— Потому что так устроены отношения. Должны быть чувства.
— Я уже многое к тебе чувствую. Прямо сейчас, это чертово раздражение и злость за то, что позволяю им видеть тебя такой.
— Ты знаешь, что это не то, о чем я прошу.
— Тогда о чем ты просишь, Глиндон?
Я смотрю в противоположном направлении, слеза скатывается по щеке.
— То, чего у тебя нет.
— Не надо этого. — Он заставляет меня смотреть на него, его пальцы копаются в моем подбородке. — И никогда не используй этот гребаный аргумент со мной.
— Тогда, если я попрошу твое сердце, ты отдашь его? Конечно, не отдашь. У тебя его нет. Все твои эмоции заучены, так? Так что даже если ты скажешь, что я тебе нравлюсь, что ты меня обожаешь, что ты меня любишь, я никогда не поверю, потому что ты тоже не веришь. Ты все время говоришь маме «я люблю тебя», но ты сказал мне, что это только для того, чтобы успокоить ее. Ты никогда не чувствовал, что такое любовь. Ты не не знаешь, что такое любовь.
Его ноздри раздуваются. Это гнев, это ярость, но не по правильным причинам.
— Я даю тебе больше, чем кому-либо в своей жизни, Глиндон. Я даю тебе моногамию, свидания, на которые мне обычно наплевать, и я даже развлекаю твоих друзей и семью. Я пощадил твоего брата и предпочитаю не драться с твоим кузеном, как бы он меня ни провоцировал. Я чертовски терпелив к твоим раздражающим ссорам, отрицаниям и драматизму. Я говорил тебе, что моя терпимость и приятные фазы не приходят естественным образом. Ни капельки, ни даже, блядь, близко. Так что будь благодарна, прими то, что я предлагаю, и перестань быть чертовски трудной на каждом шагу.
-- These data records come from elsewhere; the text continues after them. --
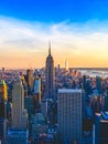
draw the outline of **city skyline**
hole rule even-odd
[[[0,1],[0,68],[43,68],[48,40],[55,65],[108,68],[108,2]]]

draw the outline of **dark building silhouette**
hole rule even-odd
[[[46,96],[54,97],[54,61],[51,55],[51,43],[48,43],[48,55],[46,58]]]

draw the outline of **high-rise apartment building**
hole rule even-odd
[[[26,128],[28,113],[24,110],[24,89],[15,81],[12,90],[12,128]]]
[[[46,58],[46,94],[48,99],[54,97],[54,61],[51,54],[51,43],[48,44],[48,55]]]
[[[58,135],[62,141],[78,143],[82,140],[82,90],[58,89]]]

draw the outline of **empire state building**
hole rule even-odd
[[[54,61],[48,43],[48,55],[46,58],[46,97],[54,99]]]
Я не могу сдержать слезу, которая стекает по другой щеке.
— Того, что ты мне даешь, недостаточно.
— Глиндон, — выдавливает он из себя.
Я закрываю глаза.
— Я хочу домой.
— Открой свои гребаные глаза.
Я открываю, хотя через некоторое время повторяю, на этот раз напористо:
— Я хочу домой.
Его челюсть сжимается, но он медленно отпускает меня и идет к водительской двери.
Я засыпаю со слезами на глазах и осколком боли в душе.